16. An increase in government spending financed by borrowing changes people’s expectations about future taxation such
that current consumption expenditures
fall. The increase in expenditures makes it likely that future taxes will create smaller distortions.
fall. The increase in expenditures makes it likely that future taxes will create larger distortions.
rise. The increase in expenditures makes it likely that future taxes will create smaller distortions.
rise.
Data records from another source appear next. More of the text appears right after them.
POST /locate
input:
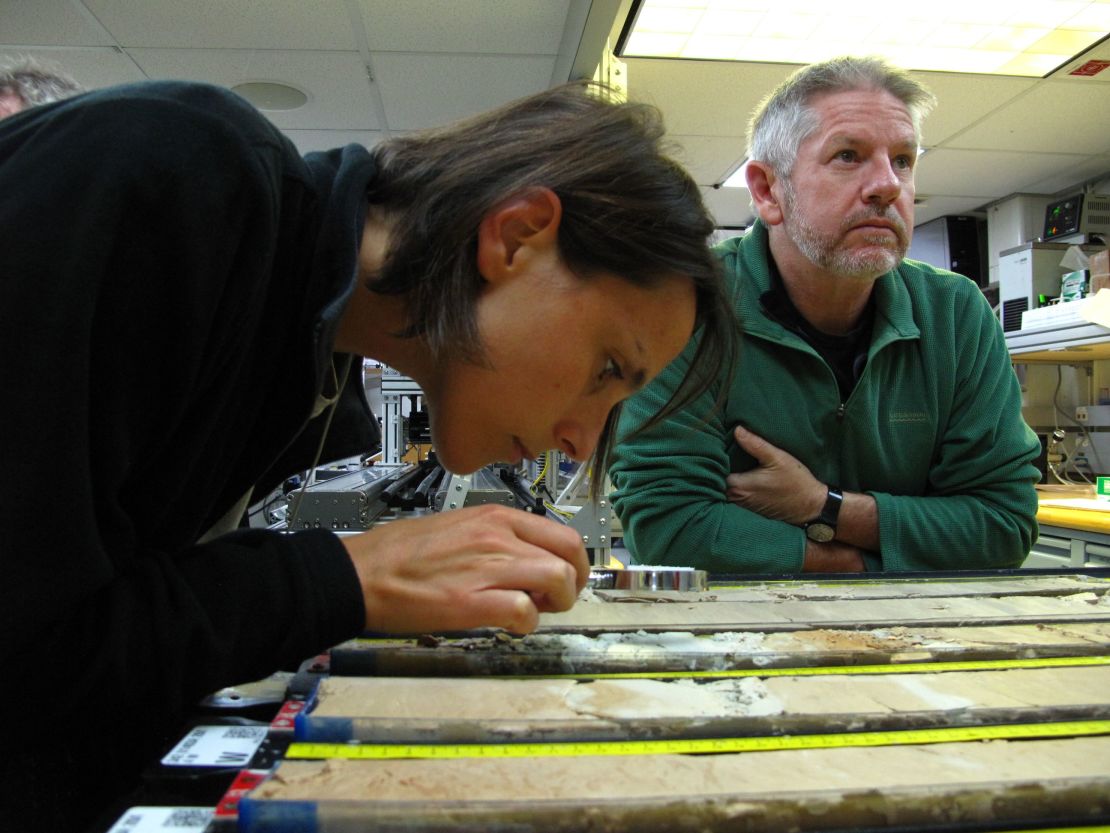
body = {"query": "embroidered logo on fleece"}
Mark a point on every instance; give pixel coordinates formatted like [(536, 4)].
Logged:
[(901, 417)]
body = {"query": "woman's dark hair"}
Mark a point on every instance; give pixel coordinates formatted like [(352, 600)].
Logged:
[(628, 210)]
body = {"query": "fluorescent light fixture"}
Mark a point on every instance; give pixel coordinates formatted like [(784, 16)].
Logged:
[(1028, 38)]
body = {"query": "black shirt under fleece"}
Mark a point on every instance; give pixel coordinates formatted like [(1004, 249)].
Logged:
[(171, 274)]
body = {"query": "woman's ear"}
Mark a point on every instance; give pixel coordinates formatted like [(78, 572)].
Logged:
[(516, 228), (762, 181)]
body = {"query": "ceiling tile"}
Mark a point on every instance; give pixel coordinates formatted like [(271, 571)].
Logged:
[(1068, 117), (336, 84), (49, 22), (705, 98), (90, 67), (944, 206), (310, 140), (730, 207), (708, 158), (962, 100), (430, 90), (1067, 177), (506, 27), (997, 173), (226, 23)]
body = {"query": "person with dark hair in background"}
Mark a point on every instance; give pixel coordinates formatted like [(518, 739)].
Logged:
[(874, 419), (185, 301), (28, 82)]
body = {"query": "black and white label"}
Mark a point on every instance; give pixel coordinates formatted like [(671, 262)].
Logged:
[(217, 746), (161, 820)]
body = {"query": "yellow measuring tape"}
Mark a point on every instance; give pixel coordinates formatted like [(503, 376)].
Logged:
[(697, 745)]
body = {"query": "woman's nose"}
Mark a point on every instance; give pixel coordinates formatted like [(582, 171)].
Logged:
[(577, 435)]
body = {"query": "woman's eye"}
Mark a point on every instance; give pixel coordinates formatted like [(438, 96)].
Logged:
[(612, 371)]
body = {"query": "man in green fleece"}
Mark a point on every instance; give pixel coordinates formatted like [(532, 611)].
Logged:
[(871, 419)]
The increase in expenditures makes it likely that future taxes will create larger distortions.
17. Which of the following would those in favor of increasing government spending rather than decreasing taxes to prop
up aggregate demand probably not agree with?
Traditional Keynesian analysis indicates that increases in government purchases are a more potent tool than
decreases in taxes for increasing aggregate demand.
Increased government spending on “shovel–ready” projects can be helpful to boost aggregate demand.
Increases in government spending offer a greater “bang for the buck” than decreases in taxes.
When the government gives a dollar in tax cuts to a household, that dollar immediately and fully adds to
aggregate demand.
18. Which of the following is not a valid point in debating the merits of increasing government expenditures or cutting
taxes during a recession?
A cut in the marginal tax rate increases the incentives to find a job and work longer hours.
Consumers will save a portion of a tax cut.
The government may use the increase in expenditures on projects with little value, particularly if it wishes to
respond quickly.
There is no evidence that tax cuts have been followed by increases in economic growth.